Since my husband wanted to add more veggies into his diet, I’ve been trying new recipes with things I know he would like that are loaded with veggies. I looked through a ton of recipes for stuffed peppers (I love bell peppers!) and I just couldn’t find one that I really liked so I created my own recipe using the others as a guide. If your kids aren’t into stuffed peppers just spoon out the filling for them (it will still have the delicious pepper flavor) and keep the cooked pepper to add to some sausages and onions for another meal. Please know that all but one of my peppers was meatless. I added some browned sausage to my husband’s pepper to beef up the protein. Raley’s 5 Grains adds great nutritional value and an invited change to the typical rice. The colorful peppers add flair to your typical weeknight meal. You have to try my 5 Grain Stuffed Peppers.
Also, I used Raley’s 5 Grains for this recipe. It is a blend of spelt, barley, whole grain long rice, kamut and whole oat grain. It only takes about 10 minutes to cook. I like the different textures you get from the different grains. You could use rice, quinoa, or just about any starch you like or have on hand.
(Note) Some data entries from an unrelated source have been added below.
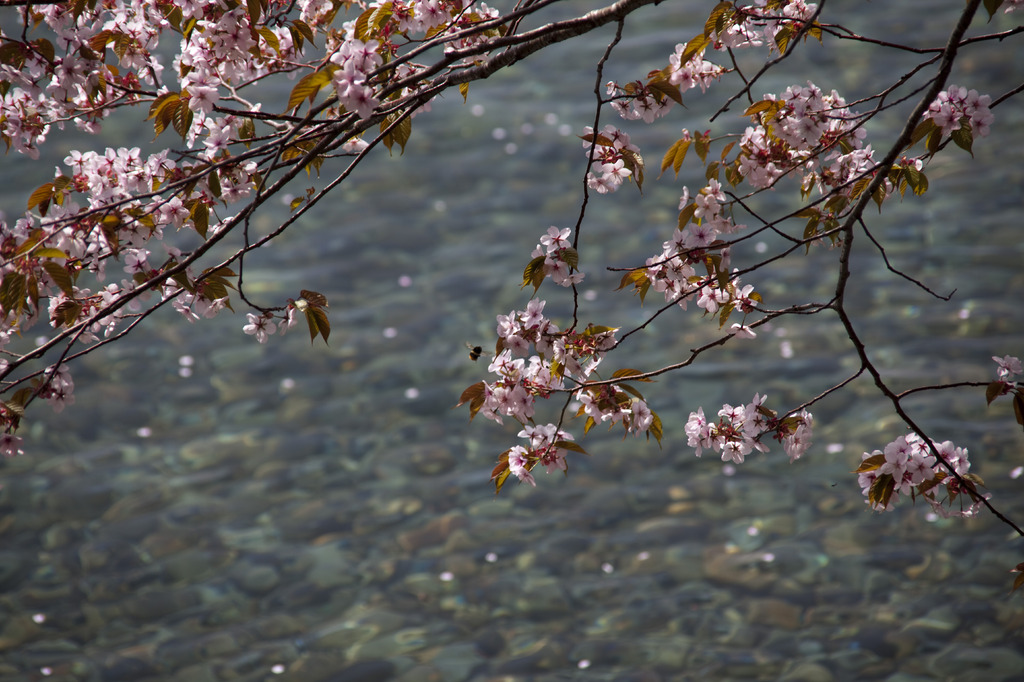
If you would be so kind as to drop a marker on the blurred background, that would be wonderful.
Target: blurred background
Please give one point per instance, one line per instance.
(215, 509)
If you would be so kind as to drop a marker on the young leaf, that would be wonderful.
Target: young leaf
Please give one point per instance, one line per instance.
(993, 390)
(655, 428)
(307, 87)
(963, 136)
(470, 393)
(569, 444)
(534, 273)
(676, 155)
(870, 464)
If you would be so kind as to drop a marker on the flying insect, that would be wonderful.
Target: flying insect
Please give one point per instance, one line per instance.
(476, 351)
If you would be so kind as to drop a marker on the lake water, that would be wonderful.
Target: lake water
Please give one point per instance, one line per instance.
(309, 513)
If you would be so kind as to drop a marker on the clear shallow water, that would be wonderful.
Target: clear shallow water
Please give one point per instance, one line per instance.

Meatless 5 Grain Stuffed Peppers
- 4 bell peppers any color
- 2 Tb chopped cilantro
- 1/2 chopped onion
- 1 15oz can black beans, rinsed
- 1 4oz can chopped green chiles
- 1/2 package Raley’s 5 Grains cooked per package instructions
- 1/2 cup frozen corn
- 1/2 cups shredded mild cheddar cheese, plus more to sprinkle on top
- 1 beaten egg
- 1 tsp salt
- 1/2 tsp cumin
- 1/2 tsp garlic powder
- 1/2 tsp oinion powder
- 1/4 teaspoon pepper
- Optional: any browned ground or shredded protein or tofu would be great in this
Preheat your oven to 350° and grease a casserole dish (preferable with high sides). Start by prepping your peppers, cut the very top portion off and remove any seeds or ribs you see inside. I keep the lids and use them in other dishes or chop and add to a salad. In a large bowl mix all the remaining ingredients except the egg. In a separate small bowl beat the egg and add to the large bowl. Mix this all together. Spoon into the prepared peppers pushing down as you go. If you have any mix left over, you can freeze it for later. Top the stuffed peppers with a little cheese and cover. Bake for 30 minutes, remove foil and cook for another 10 minutes.